You know, at their heart statistical measurements are basically the easiest thing in the world to do, especially when it comes to direct marketing. Set up your test, randomly split the population, run the test, measure the results. It pretty much takes serious work to mess this up. It's amazing how many bright people leap at the chance to go the extra mile and find an inventive way to bozo a measurement.

The first exhibit is a database expert working for a customer contact project at a bank. A customer comes in, talks to the teller, and the system 1) randomly assigns the customer to the control group or not if this is the first time the customer has hit the system, otherwise it looks up the customer's status and then 2) makes a suggestion for a product cross-sell. The teller may or may not use the suggestion, depending on how appropriate the teller thinks the offer is for the customer and/or how busy the branch is and if there is time available to talk to the customer.

So now, we've got the simplest test/control situation possible. What the DBA decided was to toss out all the customers where no offer was made, on the theory that if no offer was made then the program had no effect. So, all the reporting was done on "total control group" vs. "treatment group that received the offer", creating a confounding effect. The teller decision to make the offer or not was highly non-random. The kind of person that comes in at rush hour (where the primary concern of the teller is handling customers and keeping wait times down) is going to be very different from the kind of person that comes during the slow time in the middle of the afternoon.

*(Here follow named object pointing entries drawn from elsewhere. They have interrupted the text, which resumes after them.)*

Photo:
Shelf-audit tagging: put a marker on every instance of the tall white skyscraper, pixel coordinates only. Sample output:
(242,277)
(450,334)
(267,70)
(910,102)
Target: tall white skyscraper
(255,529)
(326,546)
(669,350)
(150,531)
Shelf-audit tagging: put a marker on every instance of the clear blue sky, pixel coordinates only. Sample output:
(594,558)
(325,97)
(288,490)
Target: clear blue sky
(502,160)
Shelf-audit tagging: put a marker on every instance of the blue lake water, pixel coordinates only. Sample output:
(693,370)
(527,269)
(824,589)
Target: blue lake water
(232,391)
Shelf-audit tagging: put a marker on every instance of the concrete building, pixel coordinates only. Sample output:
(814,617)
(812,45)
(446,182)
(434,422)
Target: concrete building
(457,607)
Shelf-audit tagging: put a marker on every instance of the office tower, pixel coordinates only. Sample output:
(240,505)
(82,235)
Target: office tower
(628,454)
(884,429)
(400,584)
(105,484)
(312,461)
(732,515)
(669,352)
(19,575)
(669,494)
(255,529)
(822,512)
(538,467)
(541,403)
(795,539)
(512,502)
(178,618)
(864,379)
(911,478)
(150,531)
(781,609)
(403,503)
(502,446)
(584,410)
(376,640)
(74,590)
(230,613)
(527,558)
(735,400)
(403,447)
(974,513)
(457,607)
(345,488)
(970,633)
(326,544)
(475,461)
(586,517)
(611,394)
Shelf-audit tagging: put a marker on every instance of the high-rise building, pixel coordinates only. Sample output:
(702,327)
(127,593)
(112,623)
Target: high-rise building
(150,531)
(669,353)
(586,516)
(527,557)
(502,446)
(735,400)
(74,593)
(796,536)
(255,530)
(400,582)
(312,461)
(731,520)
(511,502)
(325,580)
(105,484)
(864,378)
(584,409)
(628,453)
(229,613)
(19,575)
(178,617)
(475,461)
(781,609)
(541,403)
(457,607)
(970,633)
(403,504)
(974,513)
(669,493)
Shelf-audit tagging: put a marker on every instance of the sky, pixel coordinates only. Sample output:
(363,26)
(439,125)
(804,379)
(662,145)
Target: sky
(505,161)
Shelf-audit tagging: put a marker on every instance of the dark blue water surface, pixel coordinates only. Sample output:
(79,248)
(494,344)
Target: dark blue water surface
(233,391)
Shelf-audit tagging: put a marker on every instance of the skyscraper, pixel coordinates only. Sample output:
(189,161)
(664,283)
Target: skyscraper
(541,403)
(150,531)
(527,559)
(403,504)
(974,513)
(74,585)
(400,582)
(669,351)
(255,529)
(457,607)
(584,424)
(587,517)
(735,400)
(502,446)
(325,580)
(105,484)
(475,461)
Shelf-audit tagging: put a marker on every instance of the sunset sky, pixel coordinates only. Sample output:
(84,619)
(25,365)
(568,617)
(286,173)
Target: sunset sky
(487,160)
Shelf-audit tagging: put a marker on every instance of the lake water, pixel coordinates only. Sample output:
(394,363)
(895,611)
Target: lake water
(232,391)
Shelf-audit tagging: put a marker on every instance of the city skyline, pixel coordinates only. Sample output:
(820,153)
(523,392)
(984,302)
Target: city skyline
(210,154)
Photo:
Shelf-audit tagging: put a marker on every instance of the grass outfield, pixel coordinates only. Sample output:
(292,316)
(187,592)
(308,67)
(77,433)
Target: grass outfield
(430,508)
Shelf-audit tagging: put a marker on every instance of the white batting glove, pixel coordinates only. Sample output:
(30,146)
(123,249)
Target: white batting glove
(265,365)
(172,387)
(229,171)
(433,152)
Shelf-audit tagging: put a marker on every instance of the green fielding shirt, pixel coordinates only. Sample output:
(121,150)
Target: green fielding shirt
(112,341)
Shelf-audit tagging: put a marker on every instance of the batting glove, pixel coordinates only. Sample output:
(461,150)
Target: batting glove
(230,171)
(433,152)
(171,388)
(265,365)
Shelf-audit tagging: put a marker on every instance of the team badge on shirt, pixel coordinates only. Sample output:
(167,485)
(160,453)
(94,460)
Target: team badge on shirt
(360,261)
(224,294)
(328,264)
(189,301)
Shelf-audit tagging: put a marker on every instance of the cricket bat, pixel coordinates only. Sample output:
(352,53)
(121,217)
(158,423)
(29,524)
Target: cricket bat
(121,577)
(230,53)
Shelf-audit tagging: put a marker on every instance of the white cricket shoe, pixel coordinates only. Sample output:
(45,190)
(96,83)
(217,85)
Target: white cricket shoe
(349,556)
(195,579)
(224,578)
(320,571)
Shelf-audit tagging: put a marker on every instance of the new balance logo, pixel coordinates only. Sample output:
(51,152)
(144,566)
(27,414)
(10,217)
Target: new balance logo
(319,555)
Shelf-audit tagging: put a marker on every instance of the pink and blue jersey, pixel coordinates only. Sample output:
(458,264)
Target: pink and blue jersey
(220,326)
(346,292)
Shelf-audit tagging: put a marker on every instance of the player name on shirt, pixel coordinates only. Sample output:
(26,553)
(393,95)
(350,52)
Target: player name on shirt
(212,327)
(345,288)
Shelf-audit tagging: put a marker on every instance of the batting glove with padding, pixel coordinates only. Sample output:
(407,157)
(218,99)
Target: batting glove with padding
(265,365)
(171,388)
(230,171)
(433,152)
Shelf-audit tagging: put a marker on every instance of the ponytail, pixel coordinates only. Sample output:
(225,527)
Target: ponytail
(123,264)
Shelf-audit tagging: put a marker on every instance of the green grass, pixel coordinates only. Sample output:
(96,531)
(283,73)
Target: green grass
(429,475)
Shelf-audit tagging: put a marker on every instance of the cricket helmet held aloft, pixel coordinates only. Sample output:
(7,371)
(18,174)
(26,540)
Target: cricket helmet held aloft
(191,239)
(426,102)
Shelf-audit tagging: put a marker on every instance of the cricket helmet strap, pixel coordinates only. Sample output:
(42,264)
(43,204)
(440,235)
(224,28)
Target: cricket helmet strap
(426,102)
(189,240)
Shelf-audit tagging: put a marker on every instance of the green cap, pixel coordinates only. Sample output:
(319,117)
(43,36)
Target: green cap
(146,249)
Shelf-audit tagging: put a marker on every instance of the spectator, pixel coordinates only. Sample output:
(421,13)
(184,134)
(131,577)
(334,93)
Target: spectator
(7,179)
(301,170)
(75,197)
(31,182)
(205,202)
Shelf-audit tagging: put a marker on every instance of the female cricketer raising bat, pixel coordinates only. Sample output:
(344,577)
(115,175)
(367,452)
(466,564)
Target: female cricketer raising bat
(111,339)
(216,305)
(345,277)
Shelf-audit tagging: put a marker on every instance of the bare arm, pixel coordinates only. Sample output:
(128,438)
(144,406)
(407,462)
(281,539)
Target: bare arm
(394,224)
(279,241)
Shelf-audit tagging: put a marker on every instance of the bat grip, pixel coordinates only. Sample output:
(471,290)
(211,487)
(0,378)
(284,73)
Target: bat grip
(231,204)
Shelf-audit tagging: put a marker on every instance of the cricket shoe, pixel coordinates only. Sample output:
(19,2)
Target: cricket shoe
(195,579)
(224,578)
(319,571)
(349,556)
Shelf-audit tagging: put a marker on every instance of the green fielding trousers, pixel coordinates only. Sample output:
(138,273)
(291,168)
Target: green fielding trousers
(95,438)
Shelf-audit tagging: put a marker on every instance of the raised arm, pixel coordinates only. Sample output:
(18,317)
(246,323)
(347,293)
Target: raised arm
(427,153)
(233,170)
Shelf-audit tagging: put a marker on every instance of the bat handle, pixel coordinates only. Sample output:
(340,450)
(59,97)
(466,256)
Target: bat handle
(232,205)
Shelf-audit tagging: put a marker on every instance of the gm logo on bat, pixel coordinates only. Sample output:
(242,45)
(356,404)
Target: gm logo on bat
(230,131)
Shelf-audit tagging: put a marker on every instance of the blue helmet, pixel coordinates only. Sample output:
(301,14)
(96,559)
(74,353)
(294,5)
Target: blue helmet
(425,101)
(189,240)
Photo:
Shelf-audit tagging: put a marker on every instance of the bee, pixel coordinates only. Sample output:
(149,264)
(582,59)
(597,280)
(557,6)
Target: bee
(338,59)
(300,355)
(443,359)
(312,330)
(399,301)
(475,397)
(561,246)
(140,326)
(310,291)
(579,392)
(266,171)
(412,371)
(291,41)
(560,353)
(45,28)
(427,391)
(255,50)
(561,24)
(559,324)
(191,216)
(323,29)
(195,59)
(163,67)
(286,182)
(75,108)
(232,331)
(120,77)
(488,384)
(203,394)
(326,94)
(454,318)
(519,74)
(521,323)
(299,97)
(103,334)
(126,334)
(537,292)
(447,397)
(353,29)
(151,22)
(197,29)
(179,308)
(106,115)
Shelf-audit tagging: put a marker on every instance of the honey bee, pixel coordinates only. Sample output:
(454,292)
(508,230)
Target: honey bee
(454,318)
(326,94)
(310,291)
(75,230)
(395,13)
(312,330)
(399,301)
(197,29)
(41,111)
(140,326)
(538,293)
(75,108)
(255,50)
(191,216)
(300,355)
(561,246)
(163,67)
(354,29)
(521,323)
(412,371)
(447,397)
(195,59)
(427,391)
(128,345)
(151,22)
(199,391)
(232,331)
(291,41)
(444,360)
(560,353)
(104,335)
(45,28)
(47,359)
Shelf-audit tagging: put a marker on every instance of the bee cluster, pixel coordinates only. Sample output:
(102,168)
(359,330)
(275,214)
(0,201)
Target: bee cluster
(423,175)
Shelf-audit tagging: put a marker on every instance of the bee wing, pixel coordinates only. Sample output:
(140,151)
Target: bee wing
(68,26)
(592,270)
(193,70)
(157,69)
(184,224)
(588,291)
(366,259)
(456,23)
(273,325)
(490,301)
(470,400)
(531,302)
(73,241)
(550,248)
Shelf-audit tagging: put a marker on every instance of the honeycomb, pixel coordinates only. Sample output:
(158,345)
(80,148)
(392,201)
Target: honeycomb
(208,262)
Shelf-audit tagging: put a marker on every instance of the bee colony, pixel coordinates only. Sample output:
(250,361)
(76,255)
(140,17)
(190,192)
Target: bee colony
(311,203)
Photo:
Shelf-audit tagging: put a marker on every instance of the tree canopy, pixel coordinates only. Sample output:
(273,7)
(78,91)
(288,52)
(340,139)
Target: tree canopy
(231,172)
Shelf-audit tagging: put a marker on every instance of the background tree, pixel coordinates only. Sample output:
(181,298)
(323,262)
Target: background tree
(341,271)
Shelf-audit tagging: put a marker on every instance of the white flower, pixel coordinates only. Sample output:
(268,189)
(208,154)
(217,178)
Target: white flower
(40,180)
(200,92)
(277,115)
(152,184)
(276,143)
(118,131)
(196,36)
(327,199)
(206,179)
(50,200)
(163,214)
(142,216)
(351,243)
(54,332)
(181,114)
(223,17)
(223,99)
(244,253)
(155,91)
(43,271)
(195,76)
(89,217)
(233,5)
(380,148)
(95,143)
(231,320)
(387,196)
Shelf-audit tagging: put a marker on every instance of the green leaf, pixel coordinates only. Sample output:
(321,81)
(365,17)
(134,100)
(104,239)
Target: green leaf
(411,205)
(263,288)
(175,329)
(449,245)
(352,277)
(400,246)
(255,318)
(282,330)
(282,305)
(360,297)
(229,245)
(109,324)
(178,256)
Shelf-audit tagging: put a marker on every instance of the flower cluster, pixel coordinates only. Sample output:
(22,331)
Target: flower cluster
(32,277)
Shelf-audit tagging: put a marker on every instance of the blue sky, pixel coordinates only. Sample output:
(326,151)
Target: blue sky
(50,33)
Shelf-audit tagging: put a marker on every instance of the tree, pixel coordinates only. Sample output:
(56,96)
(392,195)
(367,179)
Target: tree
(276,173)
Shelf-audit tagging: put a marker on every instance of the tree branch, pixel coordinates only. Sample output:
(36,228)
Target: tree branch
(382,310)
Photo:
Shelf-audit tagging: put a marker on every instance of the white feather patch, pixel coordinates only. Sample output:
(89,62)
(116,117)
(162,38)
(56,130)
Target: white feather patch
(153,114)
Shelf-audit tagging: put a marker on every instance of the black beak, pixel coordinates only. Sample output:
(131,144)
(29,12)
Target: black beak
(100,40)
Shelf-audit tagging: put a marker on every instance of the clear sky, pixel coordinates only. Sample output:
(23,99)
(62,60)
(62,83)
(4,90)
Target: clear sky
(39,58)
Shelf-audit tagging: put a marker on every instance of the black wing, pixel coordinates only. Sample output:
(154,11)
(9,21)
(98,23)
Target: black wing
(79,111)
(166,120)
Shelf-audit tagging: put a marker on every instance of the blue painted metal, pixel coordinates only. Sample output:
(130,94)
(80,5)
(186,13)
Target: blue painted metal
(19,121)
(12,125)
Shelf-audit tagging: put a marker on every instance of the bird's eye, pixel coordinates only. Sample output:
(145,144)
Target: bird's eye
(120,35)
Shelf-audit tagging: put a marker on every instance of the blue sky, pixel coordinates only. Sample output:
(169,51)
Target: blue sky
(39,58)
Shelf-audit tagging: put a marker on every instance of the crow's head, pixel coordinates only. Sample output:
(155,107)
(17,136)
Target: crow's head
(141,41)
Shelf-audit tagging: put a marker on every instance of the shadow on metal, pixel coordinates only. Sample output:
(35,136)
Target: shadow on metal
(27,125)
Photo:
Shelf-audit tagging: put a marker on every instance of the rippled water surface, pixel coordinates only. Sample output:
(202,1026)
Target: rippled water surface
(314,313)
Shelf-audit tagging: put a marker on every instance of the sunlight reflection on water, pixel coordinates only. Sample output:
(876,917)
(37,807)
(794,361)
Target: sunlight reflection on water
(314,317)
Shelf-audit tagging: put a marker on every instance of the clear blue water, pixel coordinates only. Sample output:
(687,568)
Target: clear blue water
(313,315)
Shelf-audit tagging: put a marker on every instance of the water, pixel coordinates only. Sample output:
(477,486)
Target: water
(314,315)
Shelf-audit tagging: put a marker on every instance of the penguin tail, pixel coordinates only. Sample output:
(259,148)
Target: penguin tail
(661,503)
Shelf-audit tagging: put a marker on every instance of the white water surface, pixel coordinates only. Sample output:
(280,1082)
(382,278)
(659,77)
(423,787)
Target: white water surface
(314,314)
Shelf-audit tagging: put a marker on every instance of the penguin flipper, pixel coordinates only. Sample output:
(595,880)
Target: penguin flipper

The project team understood this confounding, that in their reporting they were mixing up two different effects, and talked for over two years about how to overcome this confounding when all they had to do was be lazier and report on the random split.

Friday, February 13, 2009

The Data Daemon

Appropos of "Murphy's Laws of Data" , I find it useful to imagine that data is created by a little deamon and his job is to make me look like a durn fool.